They needn’t have worried. There are certainly secondary characters in The Big Year who think birding is stupid, and you can’t blame them when these competing birders toss aside important business meetings and even one marriage when a rare bird is at stake. But the birders in The Big Year are unapologetic about their passion. To them, the joy of birding and the urge to break the record for the most birds seen in North America in a single year is as fundamental as is James Lovell’s yearning to reach the moon in Apollo 13 or the passion for fine wine by the characters in the movie Sideways.
Birds and birding are integral to the movie, but the themes of the movie are more about passion and competition, the weird kinds of bonds that draw even heated contenders together, and what things are or are not worth sacrificing to reach a goal.

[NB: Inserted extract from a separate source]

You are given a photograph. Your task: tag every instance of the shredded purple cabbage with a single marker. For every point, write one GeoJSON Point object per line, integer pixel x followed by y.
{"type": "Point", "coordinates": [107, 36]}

From the moment The Big Year starts, on New Year’s Day with Owen Wilson’s character in a remote park in Arizona to see a hard-to-get rarity, a Nutting’s Flycatcher, I was totally engaged in the movie. Steve Martin’s character celebrates a more family-oriented New Years, with toasts at midnight and then a family skiing outing, though he does stop a few times to add some birds to his year list. Jack Black’s character was stuck at work, and he only got a single bird out the window of his downtown office.
As with the real men who inspired the movie characters, Steve Martin’s and Owen Wilson’s characters were very wealthy, and Jack Black’s had very little money and was just getting over a painful divorce. You quickly discern that it takes a lot of money to do a Big Year, and that some birders are as cutthroat as some contenders in sports. When a very rare tropical hummingbird turns up at a backyard feeder, Steve Martin gets there first and dutifully rings the doorbell and patiently waits for the homeowner to give him a key to her gate, politely submitting to a minute of chit chat, while Owen Wilson simply jumps over her fence and is in and out while Martin is still stuck at the door. A great many birders in the film are deeply resentful of Wilson’s character for how cutthroat he is in competition. But he is rather like the New York Yankees—he has way more money than most birders, makes the most of it, and can make life hell for some birders, yet despite their resentment, they can’t help but be regaled by his amazing experiences and give him plenty of begrudging respect along with resentment and even hatred.
The movie has some beautiful and touching moments. All three contenders stop, spellbound, gazing as courting Bald Eagles clasp talons in their aerial dance. And the movie has the sweetest scene involving a Great Gray Owl that I could imagine, though the owl moves more like an animatronic rather than a real flesh-and-blood owl.
The movie ends with photos of birds in rapid fire to the accompaniment of the song “This Could All Be Yours”—as lovely an invitation to start birding as I could imagine. The Big Year is a splendid movie for birders, and based on comments of non-birders I’ve talked to who saw it, plenty fun for regular people, too.